という事で、風邪をひいてから湿度が29%って事に気づいたのでありました。
やばい、加湿、加湿!!
それから授乳中なので、やさしい解熱剤をのむ。
この国には日本みたいに日常的にマスクをする習慣がないので、
娘にうつさない為に、残っていた数少ない飛行機用のマスクと、
寝るときは口にテープを貼ってしのぎました。
そして3日後、私の熱が下がり、その夜に娘が発熱。
油断してマスクをやめた途端でした。
非常に申し訳ない気持ちになる…ゴメン。
娘、38.6度、生まれて初めての病気。
薬局のカルポルという超メジャー解熱シロップをバナナに混ぜてあげてると、
2日目に熱が下がりました。
Calpol。イチゴ味の解熱鎮痛剤。英国人は何が起きてもほとんどの不調には、大人はパラセタモール、子どもはカルポルと決まっている。その他、鼻がススっとするブレンドオイル等、薬局にあるやや効くかもなラインナップ。

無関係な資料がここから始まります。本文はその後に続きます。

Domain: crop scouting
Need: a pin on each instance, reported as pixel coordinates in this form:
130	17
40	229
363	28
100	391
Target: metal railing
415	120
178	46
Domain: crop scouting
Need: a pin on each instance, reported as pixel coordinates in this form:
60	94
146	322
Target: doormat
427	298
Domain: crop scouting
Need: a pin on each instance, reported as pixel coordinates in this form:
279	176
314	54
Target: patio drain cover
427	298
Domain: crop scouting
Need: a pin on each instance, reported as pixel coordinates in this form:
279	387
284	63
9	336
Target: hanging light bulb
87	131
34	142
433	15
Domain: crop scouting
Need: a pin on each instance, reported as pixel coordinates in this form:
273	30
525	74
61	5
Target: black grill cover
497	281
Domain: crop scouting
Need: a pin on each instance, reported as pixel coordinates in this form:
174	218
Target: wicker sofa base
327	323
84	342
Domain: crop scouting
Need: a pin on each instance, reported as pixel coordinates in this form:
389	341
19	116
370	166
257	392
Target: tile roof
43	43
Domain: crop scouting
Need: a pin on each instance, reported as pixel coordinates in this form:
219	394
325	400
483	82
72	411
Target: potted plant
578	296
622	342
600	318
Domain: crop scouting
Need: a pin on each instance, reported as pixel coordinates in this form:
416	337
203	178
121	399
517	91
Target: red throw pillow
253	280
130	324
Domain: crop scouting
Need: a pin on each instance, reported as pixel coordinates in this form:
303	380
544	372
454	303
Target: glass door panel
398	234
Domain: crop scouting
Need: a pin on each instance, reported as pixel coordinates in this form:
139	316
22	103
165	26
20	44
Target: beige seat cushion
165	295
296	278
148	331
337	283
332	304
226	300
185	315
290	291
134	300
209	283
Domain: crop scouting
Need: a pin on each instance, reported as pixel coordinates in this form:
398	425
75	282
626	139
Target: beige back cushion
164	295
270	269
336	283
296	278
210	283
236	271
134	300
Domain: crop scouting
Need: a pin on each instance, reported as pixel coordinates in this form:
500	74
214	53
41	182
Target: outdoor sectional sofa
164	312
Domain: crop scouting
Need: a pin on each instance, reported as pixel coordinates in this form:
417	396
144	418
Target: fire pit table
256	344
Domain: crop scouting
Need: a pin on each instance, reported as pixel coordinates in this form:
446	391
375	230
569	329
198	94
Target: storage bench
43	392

1週間後、まだ少し咳がでるので、近所の診療所に連れて行きました。
長引いてるから何か処方薬とか貰えるなら、楽になるだろうなと思って。
胸の音を聞き、喉の奥を見る。
Dr「あぁ、よくあるね」
「でも薬は要らないね、6週間くらいすれば治るよ。まだ1週間やそこらでしょ」
…え!
6週間?!
6週間もあればだいたい治ってるとは思うけど…
なるほどね… わかりました帰ります、と来て3分でコートを着る事となった私。
帰り際に、
Dr「あ! あと、スチームがいいよ」
あぁ、お風呂にゆっくりめに浸かるとかの事よね。ノドに良いもんね、やってるよ。
Dr「いや、もっと高温の。高温スチームで10から15分…」
んぁ、もっと高温って?
Dr「ほら、ジムとかスパにあるじゃん」
ハッ、もしかしてそれ、サウナのこと言ってる?!
えっ。
そんなん聞いた事ない。しない、しない。
どうやら、熱で一緒に菌が蒸発するみたいな事を言っていた。
…疑わしい。
娘、10ヶ月!
という事で、サウナせずして、現在3週間目。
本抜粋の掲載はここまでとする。